The United States and Spain share a dark history as targets of two of the deadliest terrorist attacks in recent years: the September 11, 2001, terrorist hijackings in the United States, and the Madrid train bombing last year.
To help bolster cooperation by police and counter-terrorism authorities, Spain's justice minister, Juan Fernando Lopez-Aguilar met last week with Attorney General Alberto Gonzales and other top officials in Washington. This week, the director of the Federal Bureau of Investigation, Robert Mueller, is to travel to Spain to further strengthen relations.
Jeremy Shapiro, research director at the Brookings Institution in Washington, says the two nations are obvious partners in the fight against terrorism.

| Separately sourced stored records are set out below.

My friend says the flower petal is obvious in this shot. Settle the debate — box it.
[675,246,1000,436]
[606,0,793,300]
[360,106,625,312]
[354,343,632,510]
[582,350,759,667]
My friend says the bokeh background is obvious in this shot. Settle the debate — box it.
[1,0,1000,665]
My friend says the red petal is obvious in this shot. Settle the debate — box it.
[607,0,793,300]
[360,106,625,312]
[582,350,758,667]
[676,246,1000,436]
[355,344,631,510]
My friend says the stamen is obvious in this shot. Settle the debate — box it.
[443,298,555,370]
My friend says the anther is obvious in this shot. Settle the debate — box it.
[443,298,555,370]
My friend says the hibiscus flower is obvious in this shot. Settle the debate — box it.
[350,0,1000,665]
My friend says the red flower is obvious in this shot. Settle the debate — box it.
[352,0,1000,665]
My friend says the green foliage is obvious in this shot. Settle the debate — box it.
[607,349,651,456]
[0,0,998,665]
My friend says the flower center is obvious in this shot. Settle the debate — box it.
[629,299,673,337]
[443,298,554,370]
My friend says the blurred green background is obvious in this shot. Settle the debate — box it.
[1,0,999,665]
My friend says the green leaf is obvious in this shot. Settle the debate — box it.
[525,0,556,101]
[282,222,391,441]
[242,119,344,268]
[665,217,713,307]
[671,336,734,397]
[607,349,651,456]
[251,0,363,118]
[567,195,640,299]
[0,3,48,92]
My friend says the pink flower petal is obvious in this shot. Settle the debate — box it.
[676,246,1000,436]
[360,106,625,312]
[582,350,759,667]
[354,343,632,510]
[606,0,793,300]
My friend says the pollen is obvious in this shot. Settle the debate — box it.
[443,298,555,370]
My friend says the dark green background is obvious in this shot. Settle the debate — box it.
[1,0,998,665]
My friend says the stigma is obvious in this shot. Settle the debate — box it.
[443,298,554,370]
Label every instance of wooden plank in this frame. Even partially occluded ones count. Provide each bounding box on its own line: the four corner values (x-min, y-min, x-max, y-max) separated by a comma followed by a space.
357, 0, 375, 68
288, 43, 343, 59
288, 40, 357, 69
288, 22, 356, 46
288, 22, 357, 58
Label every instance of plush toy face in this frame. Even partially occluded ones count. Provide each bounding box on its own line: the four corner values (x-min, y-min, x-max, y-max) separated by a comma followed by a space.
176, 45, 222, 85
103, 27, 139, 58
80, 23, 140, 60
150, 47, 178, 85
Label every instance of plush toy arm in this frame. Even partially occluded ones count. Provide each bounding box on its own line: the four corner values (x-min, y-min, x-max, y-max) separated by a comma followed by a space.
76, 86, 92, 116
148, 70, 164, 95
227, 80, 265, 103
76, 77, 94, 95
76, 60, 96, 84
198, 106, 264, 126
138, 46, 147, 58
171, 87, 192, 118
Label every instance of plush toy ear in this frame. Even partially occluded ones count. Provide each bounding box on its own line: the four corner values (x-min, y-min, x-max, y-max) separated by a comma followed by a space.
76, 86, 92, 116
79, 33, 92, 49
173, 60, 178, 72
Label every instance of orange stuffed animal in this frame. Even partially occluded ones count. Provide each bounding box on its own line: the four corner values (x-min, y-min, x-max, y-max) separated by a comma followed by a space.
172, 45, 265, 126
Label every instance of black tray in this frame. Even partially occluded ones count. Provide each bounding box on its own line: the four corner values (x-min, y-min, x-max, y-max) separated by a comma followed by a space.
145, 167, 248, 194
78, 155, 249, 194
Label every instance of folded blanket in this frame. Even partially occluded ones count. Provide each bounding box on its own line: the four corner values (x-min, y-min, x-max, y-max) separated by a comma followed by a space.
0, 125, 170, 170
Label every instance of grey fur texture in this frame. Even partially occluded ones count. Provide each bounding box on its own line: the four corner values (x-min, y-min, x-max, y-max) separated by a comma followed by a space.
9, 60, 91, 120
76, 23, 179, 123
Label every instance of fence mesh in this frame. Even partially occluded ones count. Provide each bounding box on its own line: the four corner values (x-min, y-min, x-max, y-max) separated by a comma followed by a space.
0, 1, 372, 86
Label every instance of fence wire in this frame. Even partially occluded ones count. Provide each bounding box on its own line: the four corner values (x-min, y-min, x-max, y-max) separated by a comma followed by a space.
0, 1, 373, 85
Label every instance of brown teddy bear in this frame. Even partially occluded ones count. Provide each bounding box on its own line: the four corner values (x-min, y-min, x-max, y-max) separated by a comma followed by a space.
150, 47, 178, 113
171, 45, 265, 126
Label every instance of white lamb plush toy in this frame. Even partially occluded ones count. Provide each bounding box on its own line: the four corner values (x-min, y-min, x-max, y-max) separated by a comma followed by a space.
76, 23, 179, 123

"There was quite a bit of the 9-11 plot that had elements that took place in Spain," he said. "Spain is a critical entry point into Europe for Muslim immigrants, and among them are a small number of terrorists. And Europe is, in turn, a key entry point into the United States, as well as a target in and of itself."
But Washington and Madrid are still struggling to rebuild ties, strained by disagreements over the war in Iraq. Shortly after taking office last year, Spanish Prime Minister Jose Luis Rodriguez Zapatero pulled his nation's troops out of Iraq, ending its military support for the U.S.-led coalition. While Washington justified the war in Iraq as a key step in countering international terrorists, Spain's new prime minister rejected the use of international military action, which was supported by his predecessor.

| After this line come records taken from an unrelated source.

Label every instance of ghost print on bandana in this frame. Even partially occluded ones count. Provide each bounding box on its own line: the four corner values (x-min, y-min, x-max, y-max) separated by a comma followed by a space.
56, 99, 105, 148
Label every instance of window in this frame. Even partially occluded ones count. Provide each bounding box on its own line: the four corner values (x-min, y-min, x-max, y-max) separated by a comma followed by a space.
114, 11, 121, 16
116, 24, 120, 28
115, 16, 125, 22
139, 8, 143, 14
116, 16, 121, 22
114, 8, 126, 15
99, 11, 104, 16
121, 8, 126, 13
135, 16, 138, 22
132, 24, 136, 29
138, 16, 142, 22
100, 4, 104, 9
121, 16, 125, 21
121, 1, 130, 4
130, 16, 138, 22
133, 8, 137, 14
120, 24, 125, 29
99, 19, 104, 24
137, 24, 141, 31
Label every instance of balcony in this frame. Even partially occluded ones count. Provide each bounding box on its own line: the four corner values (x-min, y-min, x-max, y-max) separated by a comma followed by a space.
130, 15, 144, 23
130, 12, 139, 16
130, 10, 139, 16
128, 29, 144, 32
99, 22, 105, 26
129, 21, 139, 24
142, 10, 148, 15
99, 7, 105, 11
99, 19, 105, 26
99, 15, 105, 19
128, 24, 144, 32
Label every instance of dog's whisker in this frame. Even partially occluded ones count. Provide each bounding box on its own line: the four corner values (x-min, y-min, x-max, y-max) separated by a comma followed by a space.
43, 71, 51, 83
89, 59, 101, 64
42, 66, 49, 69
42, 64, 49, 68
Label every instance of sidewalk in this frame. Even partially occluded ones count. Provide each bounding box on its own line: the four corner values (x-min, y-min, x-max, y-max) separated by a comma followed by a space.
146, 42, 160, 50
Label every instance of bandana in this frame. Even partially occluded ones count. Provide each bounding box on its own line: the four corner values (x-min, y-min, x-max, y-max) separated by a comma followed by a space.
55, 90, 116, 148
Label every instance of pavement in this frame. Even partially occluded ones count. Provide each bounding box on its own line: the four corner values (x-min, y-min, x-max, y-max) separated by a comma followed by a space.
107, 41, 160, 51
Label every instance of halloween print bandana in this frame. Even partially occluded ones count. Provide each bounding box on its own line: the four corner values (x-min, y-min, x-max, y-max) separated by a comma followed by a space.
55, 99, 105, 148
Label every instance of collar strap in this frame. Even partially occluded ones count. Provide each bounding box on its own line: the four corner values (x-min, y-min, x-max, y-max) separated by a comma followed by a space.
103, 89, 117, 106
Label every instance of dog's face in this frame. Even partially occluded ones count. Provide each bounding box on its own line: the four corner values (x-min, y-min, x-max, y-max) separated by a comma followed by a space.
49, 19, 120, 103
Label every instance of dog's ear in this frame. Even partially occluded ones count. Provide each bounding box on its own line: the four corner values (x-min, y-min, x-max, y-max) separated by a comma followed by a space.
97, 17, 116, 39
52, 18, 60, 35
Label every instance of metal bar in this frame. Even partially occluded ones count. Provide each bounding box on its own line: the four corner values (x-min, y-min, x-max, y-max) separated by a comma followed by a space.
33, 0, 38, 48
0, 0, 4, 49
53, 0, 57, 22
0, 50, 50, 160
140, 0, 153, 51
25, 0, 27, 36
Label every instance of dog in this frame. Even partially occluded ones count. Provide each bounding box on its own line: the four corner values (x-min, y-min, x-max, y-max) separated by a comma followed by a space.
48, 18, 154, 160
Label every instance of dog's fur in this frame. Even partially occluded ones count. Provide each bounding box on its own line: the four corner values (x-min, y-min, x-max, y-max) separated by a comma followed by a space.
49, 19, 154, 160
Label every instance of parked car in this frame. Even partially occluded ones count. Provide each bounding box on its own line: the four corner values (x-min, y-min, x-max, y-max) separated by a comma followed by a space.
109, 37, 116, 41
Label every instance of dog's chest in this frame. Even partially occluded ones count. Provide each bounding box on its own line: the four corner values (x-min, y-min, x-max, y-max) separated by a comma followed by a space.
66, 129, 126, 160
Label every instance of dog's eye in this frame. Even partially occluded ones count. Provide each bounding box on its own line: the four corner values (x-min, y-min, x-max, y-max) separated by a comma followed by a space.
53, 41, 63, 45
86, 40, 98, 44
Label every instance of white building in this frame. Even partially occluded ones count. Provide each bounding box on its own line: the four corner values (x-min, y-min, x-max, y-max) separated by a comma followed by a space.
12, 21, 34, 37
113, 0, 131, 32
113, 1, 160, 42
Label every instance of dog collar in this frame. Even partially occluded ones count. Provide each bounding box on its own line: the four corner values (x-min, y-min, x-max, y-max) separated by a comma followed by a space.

Samuel Wells, director of West European studies at the Woodrow Wilson Center in Washington, says the dispute shows key differences in how the nations seek to battle terrorism.

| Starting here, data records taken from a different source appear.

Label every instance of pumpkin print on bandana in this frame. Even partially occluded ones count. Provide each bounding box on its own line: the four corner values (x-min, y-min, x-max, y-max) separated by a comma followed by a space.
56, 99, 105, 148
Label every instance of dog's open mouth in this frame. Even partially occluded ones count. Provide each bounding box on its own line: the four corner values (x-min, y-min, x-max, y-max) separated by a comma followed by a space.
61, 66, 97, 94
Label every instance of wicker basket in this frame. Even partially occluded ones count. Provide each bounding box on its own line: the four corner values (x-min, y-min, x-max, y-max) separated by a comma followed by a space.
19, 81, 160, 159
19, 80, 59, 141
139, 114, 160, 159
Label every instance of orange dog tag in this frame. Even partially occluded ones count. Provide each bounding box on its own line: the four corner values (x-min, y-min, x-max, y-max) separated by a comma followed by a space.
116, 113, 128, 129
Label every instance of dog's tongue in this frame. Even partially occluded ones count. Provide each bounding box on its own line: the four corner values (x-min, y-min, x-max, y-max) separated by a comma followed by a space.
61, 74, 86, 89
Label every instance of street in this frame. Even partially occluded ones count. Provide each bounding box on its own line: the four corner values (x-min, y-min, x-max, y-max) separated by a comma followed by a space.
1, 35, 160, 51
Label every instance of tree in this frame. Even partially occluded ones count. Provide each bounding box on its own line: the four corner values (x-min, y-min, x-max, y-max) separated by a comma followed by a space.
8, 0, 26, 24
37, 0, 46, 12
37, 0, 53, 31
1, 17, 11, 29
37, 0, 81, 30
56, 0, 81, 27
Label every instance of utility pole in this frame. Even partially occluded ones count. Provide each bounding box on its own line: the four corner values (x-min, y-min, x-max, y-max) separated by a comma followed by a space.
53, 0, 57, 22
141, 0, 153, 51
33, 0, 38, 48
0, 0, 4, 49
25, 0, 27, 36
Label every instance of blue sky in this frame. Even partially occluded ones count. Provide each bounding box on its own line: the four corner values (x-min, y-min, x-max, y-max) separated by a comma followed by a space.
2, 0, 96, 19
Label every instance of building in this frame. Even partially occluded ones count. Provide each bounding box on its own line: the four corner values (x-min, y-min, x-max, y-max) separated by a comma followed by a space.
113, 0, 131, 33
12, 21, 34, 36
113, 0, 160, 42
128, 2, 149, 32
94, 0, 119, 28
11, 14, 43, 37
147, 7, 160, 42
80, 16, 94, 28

"We view terrorism as a major national security problem, have dubbed it a war and respond with military actions," said Mr. Wells. "By and large, the Europeans, and Spaniards are very much in this tradition, see it as criminal activity, and pursue it with police and trials."
And Spain's courts are playing a key role in the fight against Islamist extremists, blamed for the Madrid train bombing, which killed 191 people. Last month, the country opened a trial of 24 alleged members of the al-Qaida terrorist network, including three suspects in the September 11 attacks in the United States.
During last week's visit to Washington, Spanish Justice Minister Lopez-Aguilar stressed the role of the courts in countering Islamist terrorism, as well as domestic threats, from the Basque separatist group, ETA.
"We have to do our duty in the respect of the rule of law," said Mr. Lopez-Aguilar. "There are no shortcuts against terror. We have to accomplish our duties, respecting the rule of law in the constitutional standards and principles."
The United States is using military tribunals to hear cases against hundreds of foreign terrorist suspects who have been jailed for years as enemy combatants. Human rights groups accuse Washington of denying the right to trial to the suspects, who include some U.S. citizens. But U.S. officials say holding criminal trials could damage the war on terrorism, by exposing national security information or other sensitive data.
The legal debate reveals another feature of the U.S. war on terrorism: most suspects are foreigners detained on the battlefield in Afghanistan or in other countries. In contrast, Spain and other European nations have been battling terrorists on their own soil for years, from attacks by Red Brigade militants in Italy to the Palestinian kidnapping of Israeli athletes at the 1972 Munich Olympics.
And recent attacks like those in 2001 in the United States and the Madrid train bombings are focusing more attention on Muslim immigrant populations, like the one in Spain. Again, Jeremy Shapiro of the Brookings Institution.
"Spain has a large and growing domestic Muslim population, which isn't terribly well integrated into Spanish society, and which is likely to be the main source of any kind of Islamist terror problem that they will have in the next 20 years," he predicted. "And we don't have that type of a problem. We don't have that type of a domestic group that threatens us. We're looking for problems coming from the outside."
To help counter those outside threats, the United States acknowledges it needs the help of its allies and other nations. And combining the resources and intelligence of the United States and Spain, officials hope to win more battles in the fight against terrorism.